Former Michigan Democratic Party Chairman Lon Johnson also attended the private fundraiser with his wife, Julianna Smoot, former White House social secretary and deputy manager on President Barack Obama’s 2012 re-election campaign.
Guests mingled on the lawn overlooking the Detroit Golf Club, which recently hosted the PGA Tour’s Rocket Mortgage Classic.
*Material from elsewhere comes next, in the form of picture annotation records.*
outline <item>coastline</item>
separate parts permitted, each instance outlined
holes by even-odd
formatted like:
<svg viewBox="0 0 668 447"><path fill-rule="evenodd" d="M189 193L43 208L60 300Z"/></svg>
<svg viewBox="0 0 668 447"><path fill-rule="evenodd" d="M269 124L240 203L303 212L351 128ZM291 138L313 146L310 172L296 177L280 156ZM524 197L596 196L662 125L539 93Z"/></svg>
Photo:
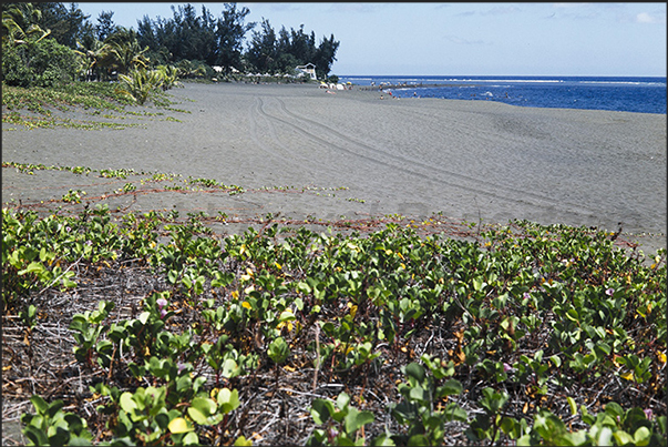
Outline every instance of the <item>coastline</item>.
<svg viewBox="0 0 668 447"><path fill-rule="evenodd" d="M621 223L631 238L649 241L648 253L666 246L666 115L380 100L377 90L328 94L318 84L186 83L171 93L189 112L168 113L181 122L95 131L3 124L2 161L175 172L255 191L138 196L127 202L132 211L518 219L612 232ZM73 185L91 196L124 183L4 169L3 203L50 200Z"/></svg>

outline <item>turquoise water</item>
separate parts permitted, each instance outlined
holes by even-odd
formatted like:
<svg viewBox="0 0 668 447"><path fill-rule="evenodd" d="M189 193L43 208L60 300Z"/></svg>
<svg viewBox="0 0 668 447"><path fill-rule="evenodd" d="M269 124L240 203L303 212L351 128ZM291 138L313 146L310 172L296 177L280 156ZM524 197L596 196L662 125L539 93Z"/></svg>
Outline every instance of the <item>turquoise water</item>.
<svg viewBox="0 0 668 447"><path fill-rule="evenodd" d="M402 85L398 98L499 101L532 108L666 113L666 78L626 77L339 77L356 85ZM442 84L441 87L431 87ZM430 87L421 87L430 85Z"/></svg>

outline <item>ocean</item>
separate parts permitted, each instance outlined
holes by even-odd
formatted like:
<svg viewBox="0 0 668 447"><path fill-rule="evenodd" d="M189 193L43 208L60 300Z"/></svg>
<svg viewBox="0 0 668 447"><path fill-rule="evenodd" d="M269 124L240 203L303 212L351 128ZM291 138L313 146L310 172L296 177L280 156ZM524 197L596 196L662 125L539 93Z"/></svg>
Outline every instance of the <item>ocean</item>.
<svg viewBox="0 0 668 447"><path fill-rule="evenodd" d="M532 108L666 114L666 78L342 75L339 82L401 85L387 90L397 98L499 101Z"/></svg>

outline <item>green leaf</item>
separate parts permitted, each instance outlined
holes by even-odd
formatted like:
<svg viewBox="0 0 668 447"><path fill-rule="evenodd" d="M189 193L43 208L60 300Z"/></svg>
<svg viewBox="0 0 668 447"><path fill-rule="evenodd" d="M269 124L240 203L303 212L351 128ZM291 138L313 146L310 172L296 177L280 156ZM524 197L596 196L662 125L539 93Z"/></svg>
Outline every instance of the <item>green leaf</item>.
<svg viewBox="0 0 668 447"><path fill-rule="evenodd" d="M624 430L617 430L613 436L618 446L635 445L634 437Z"/></svg>
<svg viewBox="0 0 668 447"><path fill-rule="evenodd" d="M464 388L462 387L462 384L460 380L451 378L450 380L445 382L442 386L439 387L439 389L436 390L436 397L459 395L459 394L462 394L463 389Z"/></svg>
<svg viewBox="0 0 668 447"><path fill-rule="evenodd" d="M188 433L188 431L193 431L195 429L183 417L177 417L176 419L172 419L172 421L169 423L167 428L169 429L169 431L172 431L174 434Z"/></svg>
<svg viewBox="0 0 668 447"><path fill-rule="evenodd" d="M42 431L41 429L33 427L31 425L23 428L23 435L25 435L25 437L28 439L30 439L30 441L32 443L33 446L49 446L50 445L49 438L47 437L44 431Z"/></svg>
<svg viewBox="0 0 668 447"><path fill-rule="evenodd" d="M28 273L41 273L44 271L44 266L39 263L39 262L31 262L30 264L28 264L28 267L25 267L24 270L20 271L18 273L19 276L25 275Z"/></svg>
<svg viewBox="0 0 668 447"><path fill-rule="evenodd" d="M362 426L371 424L373 421L373 413L371 412L359 412L357 408L351 407L346 415L345 426L346 431L351 435L359 430Z"/></svg>
<svg viewBox="0 0 668 447"><path fill-rule="evenodd" d="M229 390L229 388L223 388L218 392L217 399L220 412L228 414L239 406L239 392L236 389Z"/></svg>
<svg viewBox="0 0 668 447"><path fill-rule="evenodd" d="M40 415L45 415L49 410L49 404L47 404L47 400L44 400L41 396L38 396L37 394L30 398L30 402Z"/></svg>
<svg viewBox="0 0 668 447"><path fill-rule="evenodd" d="M424 380L425 373L424 368L421 365L417 363L410 363L405 366L404 370L407 376L413 377L415 380L418 380L419 384Z"/></svg>
<svg viewBox="0 0 668 447"><path fill-rule="evenodd" d="M244 436L239 436L238 438L236 438L236 440L234 441L235 446L251 446L253 441L250 439L246 439Z"/></svg>
<svg viewBox="0 0 668 447"><path fill-rule="evenodd" d="M634 434L634 441L636 446L647 446L651 439L651 431L647 427L640 427Z"/></svg>
<svg viewBox="0 0 668 447"><path fill-rule="evenodd" d="M329 420L330 415L335 413L333 403L328 399L316 399L311 405L311 417L318 425L322 425Z"/></svg>
<svg viewBox="0 0 668 447"><path fill-rule="evenodd" d="M133 400L132 394L129 392L125 392L121 395L119 404L121 404L123 412L127 414L132 414L132 412L137 408L137 404Z"/></svg>
<svg viewBox="0 0 668 447"><path fill-rule="evenodd" d="M571 396L566 396L566 400L568 400L568 405L571 406L571 414L573 416L577 415L577 405L575 404L575 399Z"/></svg>
<svg viewBox="0 0 668 447"><path fill-rule="evenodd" d="M216 423L216 418L212 417L218 409L216 403L207 397L195 397L188 407L188 416L196 424L212 425Z"/></svg>

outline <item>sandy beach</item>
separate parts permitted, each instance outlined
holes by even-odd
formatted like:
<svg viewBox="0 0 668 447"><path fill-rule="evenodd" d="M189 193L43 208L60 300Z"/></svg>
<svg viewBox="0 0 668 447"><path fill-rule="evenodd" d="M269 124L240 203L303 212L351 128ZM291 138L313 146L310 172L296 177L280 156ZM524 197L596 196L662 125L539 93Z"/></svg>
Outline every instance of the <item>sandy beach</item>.
<svg viewBox="0 0 668 447"><path fill-rule="evenodd" d="M609 231L620 223L638 237L655 234L648 246L666 246L666 115L381 100L378 91L314 84L187 83L171 93L183 99L174 108L189 112L168 112L181 122L162 116L96 131L3 124L2 161L175 172L255 191L125 199L134 211L322 220L441 213ZM63 172L2 174L6 203L124 184Z"/></svg>

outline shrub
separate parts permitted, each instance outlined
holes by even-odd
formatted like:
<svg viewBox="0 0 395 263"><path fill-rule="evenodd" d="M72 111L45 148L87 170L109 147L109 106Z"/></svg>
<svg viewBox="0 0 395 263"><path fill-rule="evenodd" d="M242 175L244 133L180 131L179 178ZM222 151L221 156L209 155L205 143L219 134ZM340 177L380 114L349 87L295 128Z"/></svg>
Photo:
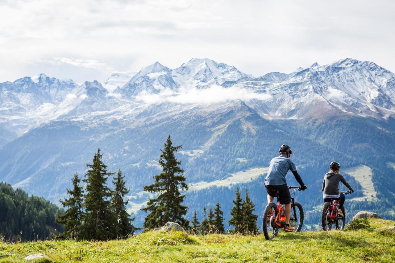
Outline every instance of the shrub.
<svg viewBox="0 0 395 263"><path fill-rule="evenodd" d="M346 230L359 230L371 229L370 223L365 218L356 218L348 223Z"/></svg>

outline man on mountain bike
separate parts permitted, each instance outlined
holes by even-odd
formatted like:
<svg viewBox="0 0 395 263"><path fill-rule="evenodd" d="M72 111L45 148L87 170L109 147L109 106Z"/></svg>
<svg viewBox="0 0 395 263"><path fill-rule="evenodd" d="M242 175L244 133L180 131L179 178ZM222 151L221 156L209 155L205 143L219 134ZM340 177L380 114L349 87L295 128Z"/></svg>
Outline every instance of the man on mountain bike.
<svg viewBox="0 0 395 263"><path fill-rule="evenodd" d="M290 216L291 215L291 195L287 185L285 176L290 170L293 174L296 180L301 185L302 190L307 187L305 185L300 176L296 171L296 167L290 159L292 153L291 148L283 144L280 147L280 156L275 157L270 161L269 170L265 178L265 188L267 192L268 203L273 201L278 191L280 203L284 205L285 214L285 225L284 231L287 232L295 231L295 227L290 225Z"/></svg>
<svg viewBox="0 0 395 263"><path fill-rule="evenodd" d="M344 203L345 198L342 193L339 192L339 182L341 181L343 184L350 189L352 193L354 190L347 182L343 176L339 173L340 164L336 162L333 162L329 165L330 169L324 177L322 182L322 195L324 201L329 202L332 200L340 200L339 209L341 210Z"/></svg>

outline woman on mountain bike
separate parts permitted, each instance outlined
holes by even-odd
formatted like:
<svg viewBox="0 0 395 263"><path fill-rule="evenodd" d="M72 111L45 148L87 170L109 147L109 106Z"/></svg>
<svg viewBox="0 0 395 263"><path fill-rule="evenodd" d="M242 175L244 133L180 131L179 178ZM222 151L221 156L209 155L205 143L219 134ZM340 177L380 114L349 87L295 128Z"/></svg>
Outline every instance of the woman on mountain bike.
<svg viewBox="0 0 395 263"><path fill-rule="evenodd" d="M330 169L324 176L324 182L322 182L322 189L321 191L324 192L324 202L325 203L325 202L330 202L332 200L340 200L339 209L341 209L344 203L345 198L344 195L339 192L339 182L341 181L343 184L350 189L352 193L354 192L354 190L343 176L339 173L340 165L339 163L333 162L331 163L329 167Z"/></svg>

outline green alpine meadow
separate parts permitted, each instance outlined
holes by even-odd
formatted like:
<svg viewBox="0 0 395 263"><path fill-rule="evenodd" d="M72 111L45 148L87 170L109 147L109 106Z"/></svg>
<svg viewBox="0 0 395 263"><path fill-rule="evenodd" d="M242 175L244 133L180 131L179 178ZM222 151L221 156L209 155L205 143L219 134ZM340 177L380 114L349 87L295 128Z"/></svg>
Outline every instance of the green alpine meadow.
<svg viewBox="0 0 395 263"><path fill-rule="evenodd" d="M0 263L395 262L394 10L0 0Z"/></svg>
<svg viewBox="0 0 395 263"><path fill-rule="evenodd" d="M1 262L25 262L41 253L41 262L391 262L395 222L371 220L369 229L262 235L209 234L149 231L109 241L46 240L0 243Z"/></svg>

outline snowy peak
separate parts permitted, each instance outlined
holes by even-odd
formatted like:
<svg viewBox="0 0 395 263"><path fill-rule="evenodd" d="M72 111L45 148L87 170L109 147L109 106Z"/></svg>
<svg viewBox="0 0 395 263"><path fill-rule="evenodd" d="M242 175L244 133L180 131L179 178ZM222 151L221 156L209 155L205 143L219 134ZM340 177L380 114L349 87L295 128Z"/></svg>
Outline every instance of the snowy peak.
<svg viewBox="0 0 395 263"><path fill-rule="evenodd" d="M332 67L340 67L341 68L348 68L356 64L360 63L361 61L354 58L345 58L338 60L331 64Z"/></svg>
<svg viewBox="0 0 395 263"><path fill-rule="evenodd" d="M109 93L108 91L97 81L85 81L80 86L83 92L88 96L103 96Z"/></svg>
<svg viewBox="0 0 395 263"><path fill-rule="evenodd" d="M172 75L180 87L186 89L204 88L213 84L222 85L225 82L252 77L233 66L207 58L192 58L174 70Z"/></svg>
<svg viewBox="0 0 395 263"><path fill-rule="evenodd" d="M114 71L111 73L103 86L110 92L113 92L117 87L123 87L137 73L134 71Z"/></svg>
<svg viewBox="0 0 395 263"><path fill-rule="evenodd" d="M267 82L281 82L290 78L290 75L280 72L270 72L255 79Z"/></svg>
<svg viewBox="0 0 395 263"><path fill-rule="evenodd" d="M177 88L171 72L157 61L142 68L122 88L115 89L114 93L121 94L125 99L133 99L141 92L156 94L165 89Z"/></svg>

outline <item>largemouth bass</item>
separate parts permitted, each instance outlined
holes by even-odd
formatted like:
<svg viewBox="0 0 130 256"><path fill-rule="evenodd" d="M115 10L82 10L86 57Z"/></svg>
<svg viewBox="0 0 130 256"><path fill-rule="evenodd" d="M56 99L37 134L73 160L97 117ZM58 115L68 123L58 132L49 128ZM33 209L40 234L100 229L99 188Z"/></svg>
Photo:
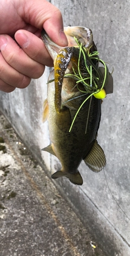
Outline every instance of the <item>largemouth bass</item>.
<svg viewBox="0 0 130 256"><path fill-rule="evenodd" d="M102 100L93 94L95 86L93 77L91 77L93 84L90 84L88 93L81 74L82 72L83 77L87 77L86 65L88 68L92 66L95 77L96 73L99 74L97 81L100 79L100 83L95 93L101 88L104 74L102 70L99 69L98 58L90 60L86 52L86 49L91 54L97 51L91 30L82 27L68 27L64 28L64 32L69 44L68 47L61 48L51 41L45 31L42 32L42 39L54 62L54 69L48 78L47 100L43 105L43 119L48 119L51 144L43 150L53 154L61 162L62 168L51 175L53 179L66 176L72 183L81 185L83 180L78 167L82 160L96 172L102 169L106 161L103 150L96 140ZM82 51L80 50L81 44L83 47ZM77 82L79 72L80 80ZM108 83L109 73L107 75L108 79L106 83ZM70 131L75 115L76 118Z"/></svg>

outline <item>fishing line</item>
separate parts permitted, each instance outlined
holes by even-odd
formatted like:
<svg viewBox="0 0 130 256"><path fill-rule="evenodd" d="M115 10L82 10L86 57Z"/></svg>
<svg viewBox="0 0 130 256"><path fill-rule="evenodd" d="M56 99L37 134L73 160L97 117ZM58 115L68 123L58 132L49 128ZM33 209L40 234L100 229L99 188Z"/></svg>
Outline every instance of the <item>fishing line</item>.
<svg viewBox="0 0 130 256"><path fill-rule="evenodd" d="M108 181L107 181L107 177L106 177L106 174L105 174L105 170L103 169L103 173L104 173L104 175L105 175L105 180L106 181L106 183L107 183L107 185L108 186L108 190L113 197L113 198L114 199L114 200L115 200L115 203L116 203L118 206L119 207L119 208L120 209L120 210L122 211L122 212L123 213L123 214L125 214L125 216L128 219L128 220L130 221L130 218L127 216L127 215L125 214L125 211L122 209L122 208L121 208L121 206L119 205L119 203L117 202L116 199L115 198L115 197L114 197L110 189L110 187L109 187L109 186L108 185Z"/></svg>
<svg viewBox="0 0 130 256"><path fill-rule="evenodd" d="M86 134L87 133L87 127L88 127L88 119L89 119L89 113L90 113L90 105L91 105L91 102L92 102L92 96L90 97L90 102L89 102L88 112L88 117L87 117L87 123L86 123L86 130L85 130L85 133Z"/></svg>

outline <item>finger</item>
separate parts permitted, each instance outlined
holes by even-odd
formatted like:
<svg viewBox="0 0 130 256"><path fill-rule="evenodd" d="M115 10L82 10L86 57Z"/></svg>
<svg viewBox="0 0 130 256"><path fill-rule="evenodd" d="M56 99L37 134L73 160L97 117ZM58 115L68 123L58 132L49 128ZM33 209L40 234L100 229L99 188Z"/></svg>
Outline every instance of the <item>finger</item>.
<svg viewBox="0 0 130 256"><path fill-rule="evenodd" d="M0 91L4 93L11 93L15 89L15 87L10 86L0 79Z"/></svg>
<svg viewBox="0 0 130 256"><path fill-rule="evenodd" d="M15 33L15 38L30 58L46 66L53 66L53 60L44 44L36 35L25 30L19 30Z"/></svg>
<svg viewBox="0 0 130 256"><path fill-rule="evenodd" d="M48 2L39 0L37 4L35 0L26 1L24 17L23 18L27 23L30 23L37 28L42 29L43 27L48 35L56 44L61 46L68 45L67 37L63 32L61 13L58 8Z"/></svg>
<svg viewBox="0 0 130 256"><path fill-rule="evenodd" d="M43 74L44 65L30 58L9 35L0 35L0 48L6 63L20 73L32 78Z"/></svg>
<svg viewBox="0 0 130 256"><path fill-rule="evenodd" d="M20 73L10 66L0 53L0 89L4 92L10 91L9 86L14 88L24 88L30 83L30 77ZM6 88L5 88L6 87ZM4 88L5 88L5 90ZM11 90L10 88L10 92Z"/></svg>

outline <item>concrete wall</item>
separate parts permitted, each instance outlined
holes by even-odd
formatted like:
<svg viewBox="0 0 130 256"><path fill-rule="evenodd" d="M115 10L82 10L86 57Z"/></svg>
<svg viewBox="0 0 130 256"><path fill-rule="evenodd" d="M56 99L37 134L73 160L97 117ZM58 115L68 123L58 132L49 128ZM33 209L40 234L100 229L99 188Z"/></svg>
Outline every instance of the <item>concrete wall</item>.
<svg viewBox="0 0 130 256"><path fill-rule="evenodd" d="M102 105L98 139L106 155L105 171L111 191L130 218L130 2L49 2L61 9L65 26L80 25L91 28L100 58L114 67L114 91ZM41 118L49 73L47 69L40 79L32 81L23 90L16 89L10 94L1 92L0 107L50 174L51 170L57 169L59 162L54 156L41 151L50 142L48 124L42 124ZM73 185L66 179L56 180L55 184L108 255L129 255L130 221L112 198L103 172L93 173L83 163L79 170L84 181L81 187Z"/></svg>

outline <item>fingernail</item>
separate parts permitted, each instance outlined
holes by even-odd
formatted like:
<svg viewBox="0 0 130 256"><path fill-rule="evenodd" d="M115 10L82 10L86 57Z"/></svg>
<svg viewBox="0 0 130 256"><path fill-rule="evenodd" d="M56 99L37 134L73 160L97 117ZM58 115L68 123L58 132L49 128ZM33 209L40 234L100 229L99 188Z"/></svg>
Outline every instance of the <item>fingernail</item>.
<svg viewBox="0 0 130 256"><path fill-rule="evenodd" d="M65 45L68 45L68 42L67 39L67 37L63 32L63 31L61 30L60 32L60 36L61 38L61 42L63 42Z"/></svg>
<svg viewBox="0 0 130 256"><path fill-rule="evenodd" d="M4 35L0 35L0 50L3 51L7 45L7 39Z"/></svg>
<svg viewBox="0 0 130 256"><path fill-rule="evenodd" d="M16 32L15 36L17 42L22 48L27 48L30 44L28 36L21 31Z"/></svg>

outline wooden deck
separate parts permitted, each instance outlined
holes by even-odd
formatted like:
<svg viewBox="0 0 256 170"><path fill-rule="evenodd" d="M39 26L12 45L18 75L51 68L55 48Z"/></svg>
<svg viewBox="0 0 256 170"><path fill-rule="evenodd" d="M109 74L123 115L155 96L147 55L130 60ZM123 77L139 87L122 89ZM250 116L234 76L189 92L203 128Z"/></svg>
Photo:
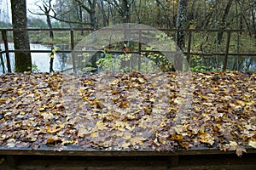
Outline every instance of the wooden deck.
<svg viewBox="0 0 256 170"><path fill-rule="evenodd" d="M40 150L0 149L0 170L4 169L255 169L256 150L247 149L241 157L236 151L219 149L167 150L84 150L54 147Z"/></svg>

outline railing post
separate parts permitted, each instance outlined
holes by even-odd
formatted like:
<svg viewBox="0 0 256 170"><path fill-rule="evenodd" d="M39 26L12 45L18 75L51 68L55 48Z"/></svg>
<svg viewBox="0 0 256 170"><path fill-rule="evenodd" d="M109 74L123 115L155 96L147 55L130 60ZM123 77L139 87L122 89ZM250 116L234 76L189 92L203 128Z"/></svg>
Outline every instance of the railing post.
<svg viewBox="0 0 256 170"><path fill-rule="evenodd" d="M73 62L73 70L74 72L77 72L76 69L76 58L74 53L74 40L73 40L73 30L70 31L70 42L71 42L71 56L72 56L72 62Z"/></svg>
<svg viewBox="0 0 256 170"><path fill-rule="evenodd" d="M4 48L5 48L5 56L6 56L6 62L7 62L7 71L11 72L12 69L11 69L10 61L9 61L9 47L8 47L6 30L2 31L2 38L3 38L3 43L4 43Z"/></svg>
<svg viewBox="0 0 256 170"><path fill-rule="evenodd" d="M230 42L230 37L231 37L231 31L227 31L227 33L228 33L228 36L227 36L227 42L226 42L226 49L225 49L225 56L224 56L224 60L223 71L225 71L227 69Z"/></svg>
<svg viewBox="0 0 256 170"><path fill-rule="evenodd" d="M138 71L141 71L141 65L142 65L142 57L141 57L141 53L142 53L142 43L141 43L141 41L142 41L142 31L139 30L139 47L138 47Z"/></svg>
<svg viewBox="0 0 256 170"><path fill-rule="evenodd" d="M189 31L188 56L187 56L187 61L189 65L190 60L191 38L192 38L192 32Z"/></svg>
<svg viewBox="0 0 256 170"><path fill-rule="evenodd" d="M1 65L2 65L2 70L3 70L3 74L5 73L5 69L4 69L4 62L3 62L3 55L2 55L2 49L0 48L1 51L1 54L0 54L0 59L1 59Z"/></svg>

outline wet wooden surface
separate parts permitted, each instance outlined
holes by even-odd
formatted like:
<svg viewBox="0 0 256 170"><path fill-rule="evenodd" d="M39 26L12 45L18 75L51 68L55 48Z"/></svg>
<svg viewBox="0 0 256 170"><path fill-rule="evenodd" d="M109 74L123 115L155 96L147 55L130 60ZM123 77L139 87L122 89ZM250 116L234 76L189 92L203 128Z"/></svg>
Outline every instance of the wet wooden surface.
<svg viewBox="0 0 256 170"><path fill-rule="evenodd" d="M8 157L0 165L1 170L13 169L256 169L255 154L183 155L177 156L15 156L13 165Z"/></svg>

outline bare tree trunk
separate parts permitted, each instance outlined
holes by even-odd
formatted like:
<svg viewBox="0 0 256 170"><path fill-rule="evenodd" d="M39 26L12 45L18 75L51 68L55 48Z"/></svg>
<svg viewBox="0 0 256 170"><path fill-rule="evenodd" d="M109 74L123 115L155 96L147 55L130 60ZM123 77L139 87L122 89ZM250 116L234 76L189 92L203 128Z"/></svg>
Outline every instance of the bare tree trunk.
<svg viewBox="0 0 256 170"><path fill-rule="evenodd" d="M177 29L185 29L187 21L188 0L179 0L177 16ZM176 35L176 42L182 51L185 48L185 31L177 31Z"/></svg>
<svg viewBox="0 0 256 170"><path fill-rule="evenodd" d="M222 20L221 20L221 23L220 23L220 29L225 29L226 28L226 18L227 18L227 15L229 14L229 13L230 13L230 8L231 8L231 5L232 5L232 2L233 2L233 0L229 0L229 2L228 2L228 4L225 8L225 10L224 10L224 13L223 14ZM223 38L223 31L219 31L218 33L218 45L221 43L222 38Z"/></svg>
<svg viewBox="0 0 256 170"><path fill-rule="evenodd" d="M188 0L179 0L177 16L177 29L185 29L187 21ZM176 42L182 51L185 49L185 31L177 31L176 33ZM177 71L183 70L183 56L176 57L174 66Z"/></svg>
<svg viewBox="0 0 256 170"><path fill-rule="evenodd" d="M14 27L15 49L30 50L29 37L27 31L17 29L27 28L26 0L11 0L12 22ZM31 54L15 53L15 71L32 71Z"/></svg>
Golfers at a nearby tee box occasionally peered over as attendees dined on mushroom burger sliders, pickled beat skewers and crab bites.
“The last thing you all need is another tax cut, and you ain’t getting it from me,” Biden told the affluent crowd, saying he would focus on growing the middle class if elected.
“When they do well, the wealthy do very well, and the poor have hope and have a way up.”
Biden rarely mentioned his Democratic primary competitors — joking that there were about 300 of them — until local businessman George Barnes, owner of Heritage Optical, urged him to be tougher in the Detroit debate next week.
“I’m not going to be as polite this time,” Biden vowed, referencing his sparring with Sen. Kamala Harris of California in the first debate. “Because this is the same person who asked me to come to California and nominate her in her convention.”
Barnes told Biden that criticism from Harris and Sen. Cory Booker of New Jersey could make him an even stronger candidate against Trump in the general election.
Booker on Wednesday accused Biden of being an “architect of mass incarceration” for helping pass a 1994 crime bill, a characterization the former senator disputed that afternoon.
“If they want to argue about the past, I can do that,” Biden said as he wrapped up his roughly 30-minute fundraiser speech. “I got a past I’m proud of. They got a past that’s not quite so good.”